Addio a Andrzej Wajda, il più grande regista polacco. Ebbe l’Oscar Onorario nel 2000

E’ morto domenica sera a Varsavia Andrzej Wajda, il maggior esponente del cinema polacco. Il pluripremiato regista aveva 90 anni e nel 2000 era stato insignito dell’Oscar Onorario. Con L’uomo di ferro vinse nel 1981 la Palma d’Oro al Festival di Cannes, dove già nel 1957 si aggiudicò il Premio Speciale della Giuria per I dannati di Varsavia. Fra gli innumerevoli premi ottenuti, compresi riconoscimenti ai Festival di Berlino e Venezia, c’è anche un Bafta come miglior film straniero per Danton (1983). Quattro suoe pellicole ottennero la nomination all’Oscar per il miglior film in lingua straniera, non riuscendo tuttavia ad aggiudicarselo.

L’ultimo dei suoi oltre 50 film, Afterimage (Powidoki), biopic sul pittore polacco Wladyslaw Strzeminski perseguitato dal regime comunista, sarà presentato venerdì prossimo alla Festa del Cinema di Roma. E proprio la Fondazione Cinema per Roma ha voluto ricordare il grande regista polacco attraverso le parole del Presidente Piera Detassis e del Direttore Antonio Monda.

Scrive la Detassis: «“Afterimage” è una potente riflessione sull’arte e il potere. Colpisce di questo film, e dell’intera opera di Wajda, la capacità di essere sempre attuale, di trascendere i confini nazionali e di parlare un linguaggio universale.
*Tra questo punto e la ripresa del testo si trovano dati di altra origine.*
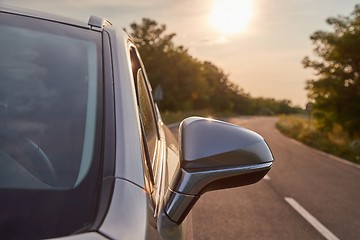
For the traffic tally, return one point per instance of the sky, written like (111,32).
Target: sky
(261,51)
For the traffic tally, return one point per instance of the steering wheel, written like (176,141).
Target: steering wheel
(28,154)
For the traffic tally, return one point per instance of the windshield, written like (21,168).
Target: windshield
(50,123)
(47,108)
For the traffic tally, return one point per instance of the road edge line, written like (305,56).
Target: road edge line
(311,219)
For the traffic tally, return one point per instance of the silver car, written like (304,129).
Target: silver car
(84,153)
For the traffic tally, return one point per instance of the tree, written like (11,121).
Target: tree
(335,91)
(188,83)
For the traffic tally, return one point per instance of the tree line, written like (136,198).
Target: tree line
(335,89)
(190,84)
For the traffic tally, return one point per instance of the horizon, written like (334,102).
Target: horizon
(263,56)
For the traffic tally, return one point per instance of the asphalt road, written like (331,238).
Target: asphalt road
(322,186)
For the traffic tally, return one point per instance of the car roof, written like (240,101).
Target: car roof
(42,15)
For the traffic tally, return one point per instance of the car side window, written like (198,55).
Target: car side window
(146,108)
(146,114)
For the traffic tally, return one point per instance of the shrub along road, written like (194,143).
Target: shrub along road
(306,195)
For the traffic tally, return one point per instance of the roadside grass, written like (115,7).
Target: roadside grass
(336,142)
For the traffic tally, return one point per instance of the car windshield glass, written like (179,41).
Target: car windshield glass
(50,127)
(48,86)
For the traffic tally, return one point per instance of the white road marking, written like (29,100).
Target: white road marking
(311,219)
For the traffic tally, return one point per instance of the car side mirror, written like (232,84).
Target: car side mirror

La sincerità del cinema di Wajda, l’impegno civile e la denuncia si ritrovano integri anche in questo suo ultimo intenso lavoro, che siamo orgogliosi di mostrare al pubblico della Festa».

Le fa eco Monda: «Andrzej Wajda è stato un gigante del cinema. In una carriera lunga sessanta anni, è riuscito a trasformare in arte pura un cinema che ha riflettuto costantemente sul rapporto tra libertà e dittatura, arte e potere. Ha conosciuto da vicino il nazismo e il comunismo ma, da vero artista, è riuscito ad evitare le trappole e le scorciatoie del cinema di denuncia. Sono onorato di poter presentare alla Festa del Cinema il suo ultimo, straordinario film, “Afterimage”, al quale affiancheremo, come omaggio, uno dei suoi capolavori, “L’uomo di marmo”».